Test of being a rational number for $(1-\frac13+\frac15-\frac17+\cdots)/(1+\frac14+\frac19+\frac1{16}+\cdots)$
The numerator is the Leibniz/Gregory series, which sums to $\frac\pi4$. The denominator is the subject of the famous Basel problem, which Euler worked out as $\frac{\pi^2}6$. If we use these results in the fraction: $$F=\frac{\frac\pi4}{\frac{\pi^2}6}=\frac{3}{2\pi}$$ which is an irrational number because there remains a $\pi$ in it.
My thoughts: Sum and product of two rational numbers is a rational number.
Difference of two rational numbers is a rational number.
Division of two rational numbers should also be a rational number. (Denominator is not zero)
These only apply to finite number of operands.
It is easy to see that they don't apply in the infinite case. Consider for example any $x \in [0, 1)$. Then
$$ x = \sum_{k = 1}^{\infty} \frac{n_k}{10^k} $$
where $n_k$ is the $k^{th}$ decimal digit of $x$. So any $x \in [0,1)$ can be expressed as a (possibly infinite) sum of rationals, but of course not every $x \in [0,1)$ is a rational.
I am going to keep this part that I had initially put forward as a hint.

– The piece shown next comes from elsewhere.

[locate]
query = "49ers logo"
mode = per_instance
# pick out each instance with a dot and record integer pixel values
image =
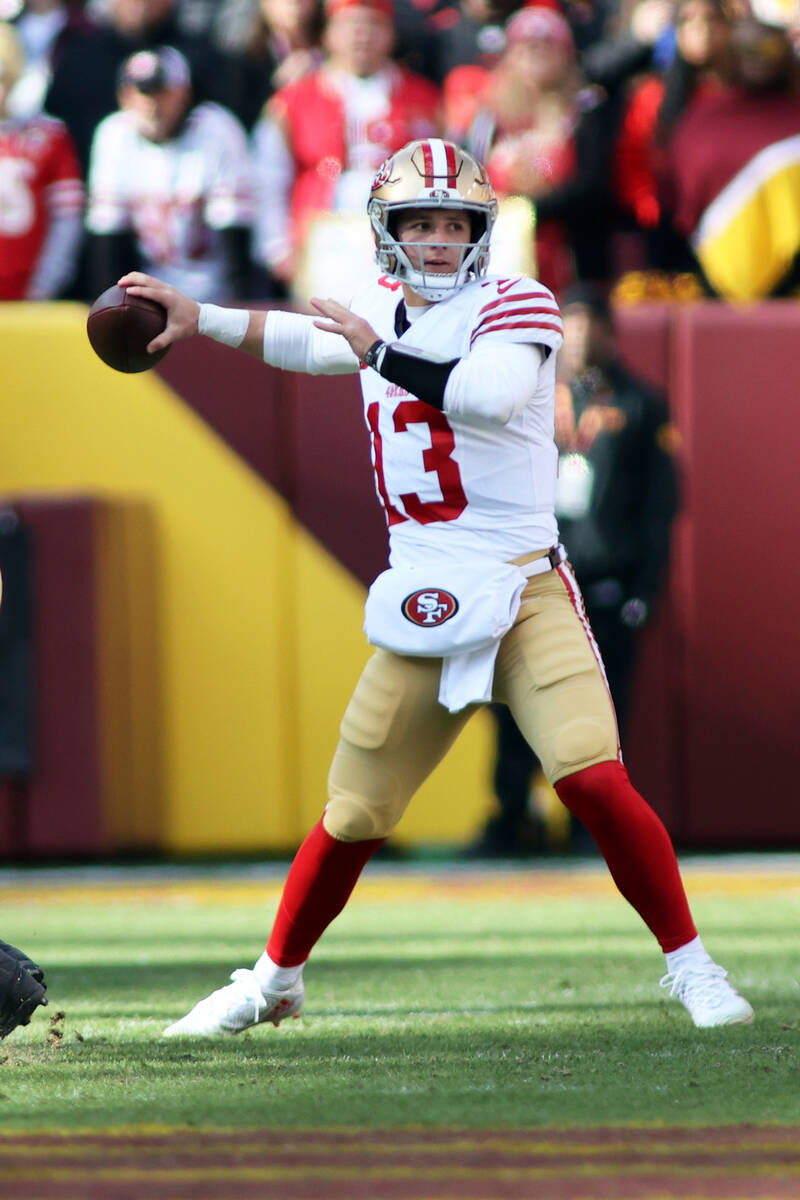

$$1-\dfrac{1}{3}+\dfrac{1}{5}-\dfrac{1}{7}+\ldots=\sum_{n=1}^\infty (-1)^n\frac{1}{2n+1}=\frac{\pi}{4}$$ $$1+\dfrac{1}{4}+\dfrac{1}{9}+\dfrac{1}{16}+\ldots=\sum_{n=1}^\infty \frac{1}{n^2}=\frac{\pi^2}{6}$$
To add more to this answer, I would like to state that these are well known sequences, as already mentioned by Parcly Taxel. I would only make one point clear, sum of an infinite series of rational numbers does not always put up a rational number as the sum. The first series is just the Taylor expansion of $\arctan x$ about $x=0$ and the second one, well I remember deriving the result from the Fourier series representation of $x^2$. It can also be derived as per Euler. Always keep in mind that having an irrational number in your mathematical expression neither confirms nor nullifies the chance of your expression summing down to an irrational or rational number. It solely and only depends on the sum.